Support for this hypothesis is mixed. In general, early marriage remains most common in parts of the world with relatively high mortality and low healthy life expectancy, and in these contexts marriage at younger ages is associated with higher fertility and presumably reproductive success (Onagoruwa and Wodon 2018). That said, the strength of correlations between age at first marriage and first birth or fertility are variable (Harwood-Lejeune 2001). Indeed, in some contemporary contexts early marriage is combined with relatively low fertility. For example, Bangladesh combines one of the highest rates of marriage under 18 years and an early age at first birth (Islam et al. 2017) with a total fertility rate of only around two children per woman (Table 1). Further dedicated analysis of the historical and present-day relationships between age at marriage, reproductive timing, and lifetime reproductive success would therefore be desirable and should be possible with publicly available data. Moreover, even in areas where childbearing takes place exclusively within marriage and early marriage is linked to early reproduction, we might expect early marriage to be fitness maximizing for girls only when it occurs in late adolescence rather than immediately following puberty. Reproduction in early adolescence very soon after menarche is more likely to result in pregnancy complications, putting both the mothers’ and their children’s lives at risk and thus reducing fitness (Kramer and Lancaster 2010). Indeed, research in semi-urban Tanzania suggests a U-shaped association between age at marriage and fertility, such that those married in late adolescence have higher fertility than those married in early adolescence or early adulthood (Schaffnit et al. 2019a). As such, the hypothesis that early marriage as an adaptation to low life expectancy has clear explanatory potential, but may not extend as far as explaining very early marriages, especially when combined with very early reproduction.
Research on the timing of puberty further illustrates the limits of this hypothesis and introduces new considerations. While poverty tends to be associated with relatively earlier marriage in low-income countries, it also is associated with later menarche, most likely due to associated nutritional deprivation (Kyweluk et al. 2018; Leone and Brown 2020). This suggests that early marriage cannot be viewed as part of a coordinated physical-behavioral maturational shift to expedite reproduction. Further research disentangling the determinants and consequences of the timing of menarche, marriage, and reproduction is required to investigate these questions.

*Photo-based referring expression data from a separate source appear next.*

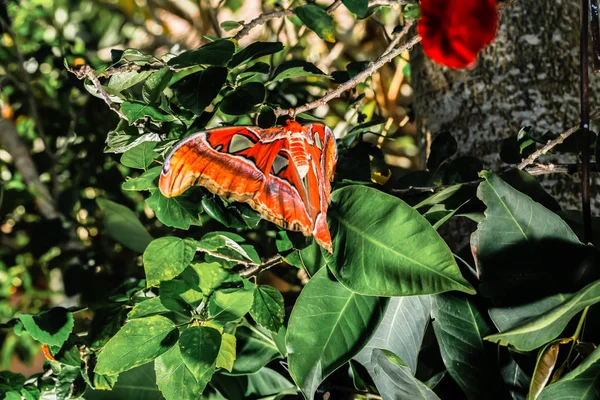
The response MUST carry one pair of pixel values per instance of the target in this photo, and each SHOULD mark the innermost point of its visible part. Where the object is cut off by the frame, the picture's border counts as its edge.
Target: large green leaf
(167, 257)
(540, 329)
(254, 350)
(51, 327)
(268, 307)
(199, 347)
(196, 91)
(383, 247)
(520, 246)
(138, 342)
(328, 326)
(140, 156)
(583, 383)
(124, 226)
(395, 381)
(176, 212)
(174, 378)
(218, 52)
(401, 331)
(459, 328)
(317, 20)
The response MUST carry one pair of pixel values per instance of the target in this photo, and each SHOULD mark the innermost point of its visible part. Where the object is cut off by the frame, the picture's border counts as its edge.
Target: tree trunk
(528, 76)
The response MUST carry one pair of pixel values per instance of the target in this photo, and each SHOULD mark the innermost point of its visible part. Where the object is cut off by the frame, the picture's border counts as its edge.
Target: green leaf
(146, 181)
(396, 382)
(243, 99)
(148, 307)
(268, 308)
(520, 246)
(196, 91)
(317, 20)
(254, 350)
(137, 111)
(218, 52)
(401, 331)
(226, 356)
(124, 226)
(167, 257)
(227, 305)
(175, 212)
(328, 326)
(174, 379)
(51, 327)
(140, 156)
(581, 383)
(231, 25)
(199, 347)
(358, 7)
(295, 69)
(125, 80)
(138, 342)
(254, 51)
(540, 329)
(459, 328)
(383, 247)
(155, 84)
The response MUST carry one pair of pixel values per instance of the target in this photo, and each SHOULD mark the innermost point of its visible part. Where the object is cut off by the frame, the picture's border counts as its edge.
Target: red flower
(454, 31)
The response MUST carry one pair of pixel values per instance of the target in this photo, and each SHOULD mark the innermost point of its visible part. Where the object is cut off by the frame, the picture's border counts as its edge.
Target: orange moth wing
(284, 173)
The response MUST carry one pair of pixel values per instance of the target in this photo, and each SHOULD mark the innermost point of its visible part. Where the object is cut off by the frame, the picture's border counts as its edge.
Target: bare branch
(10, 140)
(553, 143)
(389, 55)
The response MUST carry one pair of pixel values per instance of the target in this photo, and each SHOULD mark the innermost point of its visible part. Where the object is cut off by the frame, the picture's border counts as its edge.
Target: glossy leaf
(140, 156)
(383, 247)
(196, 91)
(175, 212)
(226, 356)
(520, 245)
(328, 326)
(146, 181)
(401, 331)
(254, 350)
(581, 383)
(254, 51)
(543, 369)
(268, 307)
(199, 346)
(317, 20)
(459, 328)
(137, 342)
(167, 257)
(243, 99)
(51, 327)
(218, 52)
(358, 7)
(396, 382)
(174, 379)
(155, 84)
(124, 226)
(538, 330)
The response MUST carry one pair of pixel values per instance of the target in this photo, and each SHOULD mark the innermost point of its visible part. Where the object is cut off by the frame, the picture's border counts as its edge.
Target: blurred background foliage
(53, 250)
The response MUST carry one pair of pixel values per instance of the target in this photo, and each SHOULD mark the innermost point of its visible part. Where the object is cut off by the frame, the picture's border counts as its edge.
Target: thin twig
(553, 143)
(389, 55)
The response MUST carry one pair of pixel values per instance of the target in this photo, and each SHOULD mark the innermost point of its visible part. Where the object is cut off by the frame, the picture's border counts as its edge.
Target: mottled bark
(529, 76)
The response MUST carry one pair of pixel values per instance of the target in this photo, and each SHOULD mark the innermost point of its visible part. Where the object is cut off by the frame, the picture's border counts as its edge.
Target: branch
(388, 55)
(10, 140)
(553, 143)
(266, 17)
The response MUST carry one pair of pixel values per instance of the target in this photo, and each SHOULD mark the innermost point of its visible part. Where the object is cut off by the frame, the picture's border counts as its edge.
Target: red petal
(454, 31)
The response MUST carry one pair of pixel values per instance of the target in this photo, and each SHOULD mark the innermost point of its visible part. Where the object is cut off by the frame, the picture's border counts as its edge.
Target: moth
(284, 172)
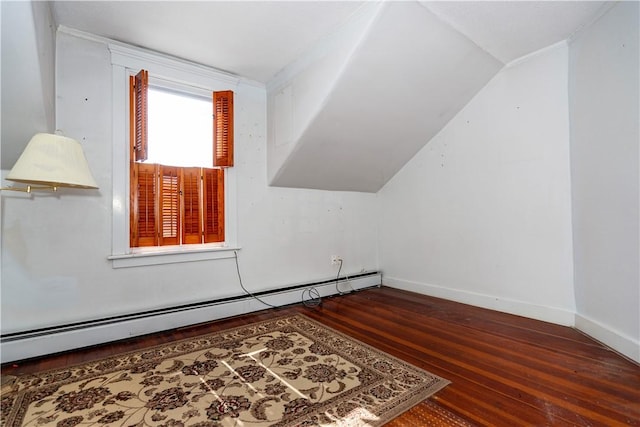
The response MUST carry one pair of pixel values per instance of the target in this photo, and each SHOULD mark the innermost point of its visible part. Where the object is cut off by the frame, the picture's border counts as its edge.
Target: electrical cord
(313, 300)
(242, 285)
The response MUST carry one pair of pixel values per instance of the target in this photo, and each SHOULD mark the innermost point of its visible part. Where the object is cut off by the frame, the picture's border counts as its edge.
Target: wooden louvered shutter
(169, 204)
(223, 128)
(191, 207)
(213, 194)
(139, 85)
(144, 207)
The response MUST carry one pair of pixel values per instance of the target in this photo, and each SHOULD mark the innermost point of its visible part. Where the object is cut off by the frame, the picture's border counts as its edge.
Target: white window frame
(126, 61)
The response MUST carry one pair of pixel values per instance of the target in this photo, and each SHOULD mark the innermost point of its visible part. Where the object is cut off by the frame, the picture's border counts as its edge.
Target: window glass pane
(180, 129)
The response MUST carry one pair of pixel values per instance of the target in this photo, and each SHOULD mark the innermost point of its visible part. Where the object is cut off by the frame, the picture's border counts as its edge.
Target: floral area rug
(289, 371)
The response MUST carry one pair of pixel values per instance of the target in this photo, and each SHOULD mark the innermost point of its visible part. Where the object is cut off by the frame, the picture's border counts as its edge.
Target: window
(171, 204)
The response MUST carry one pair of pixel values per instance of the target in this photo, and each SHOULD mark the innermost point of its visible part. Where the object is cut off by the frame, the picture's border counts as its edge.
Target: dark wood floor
(505, 370)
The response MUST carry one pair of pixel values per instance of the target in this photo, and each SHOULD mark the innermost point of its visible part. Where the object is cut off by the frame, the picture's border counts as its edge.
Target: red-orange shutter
(191, 207)
(139, 117)
(144, 192)
(223, 128)
(213, 194)
(169, 204)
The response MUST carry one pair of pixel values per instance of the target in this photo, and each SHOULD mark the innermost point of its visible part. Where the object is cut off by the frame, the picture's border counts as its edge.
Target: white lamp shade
(53, 160)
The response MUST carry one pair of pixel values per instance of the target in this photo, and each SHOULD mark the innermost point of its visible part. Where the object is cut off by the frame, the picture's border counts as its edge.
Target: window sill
(171, 254)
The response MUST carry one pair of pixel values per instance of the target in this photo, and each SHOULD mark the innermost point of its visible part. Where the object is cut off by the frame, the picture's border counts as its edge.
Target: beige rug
(290, 371)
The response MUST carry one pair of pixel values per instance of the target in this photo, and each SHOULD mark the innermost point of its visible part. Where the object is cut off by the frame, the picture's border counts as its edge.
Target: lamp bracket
(30, 188)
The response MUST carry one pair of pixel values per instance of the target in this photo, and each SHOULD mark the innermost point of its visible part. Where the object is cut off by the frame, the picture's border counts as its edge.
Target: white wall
(604, 169)
(55, 247)
(482, 214)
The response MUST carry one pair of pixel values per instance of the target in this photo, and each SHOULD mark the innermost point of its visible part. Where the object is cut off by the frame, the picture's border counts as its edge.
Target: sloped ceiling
(389, 98)
(354, 88)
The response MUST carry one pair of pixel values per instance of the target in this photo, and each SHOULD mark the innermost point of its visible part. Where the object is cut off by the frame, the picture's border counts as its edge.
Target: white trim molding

If, in some contexts, relatively late menarche is combined with relatively early marriage, then it also seems unlikely that this would be adaptive for the girls/women involved, indicating that alternative factors, such as the conflicting interests of men or family members, must drive at least some very early marriages for girls.

3. Parents Winning a Parent–Offspring Conflict Drives Early Marriage

Our second hypothesis suggests that the timing of marriage may be a source of conflict between parents and daughters, and parents winning such a conflict could lead to early marriage. This idea has roots in Trivers’ concept of parent–offspring conflict (Trivers 1974). While close relatedness between parents and daughters means that their interests often align, an individual daughter may benefit from higher parental investment even at disadvantage to her siblings, whereas parents will be motivated to prioritize their family unit. By extension, parents and their children may have conflicting optima over marriage decisions, and when conflicts arise, parents may manipulate or coerce their children in order to win the conflict (see also Agey et al. n.d.). Such a model for understanding timing of marriage aligns with policy discourse on ‘child marriage’, which emphasizes the role of parents in coercing daughters to marry early despite potential costs to her fitness and/or wellbeing. Parents are routinely portrayed as viewing daughters as economic burdens or commodities to be strategically married for benefit of the family unit (UNFPA 2012; Ministry of Health 2017; Petroni et al. 2017), as exemplified in Figure 1. Parents are said to benefit from girls’ early marriages by reducing their economic burdens, thus freeing investments for other children, and sometimes benefiting from favorable financial transfers at the time of marriage. In contrast, daughters are presumed to benefit from delayed marriage so that they may capitalize on prolonged parental investments, such as investments in continued education.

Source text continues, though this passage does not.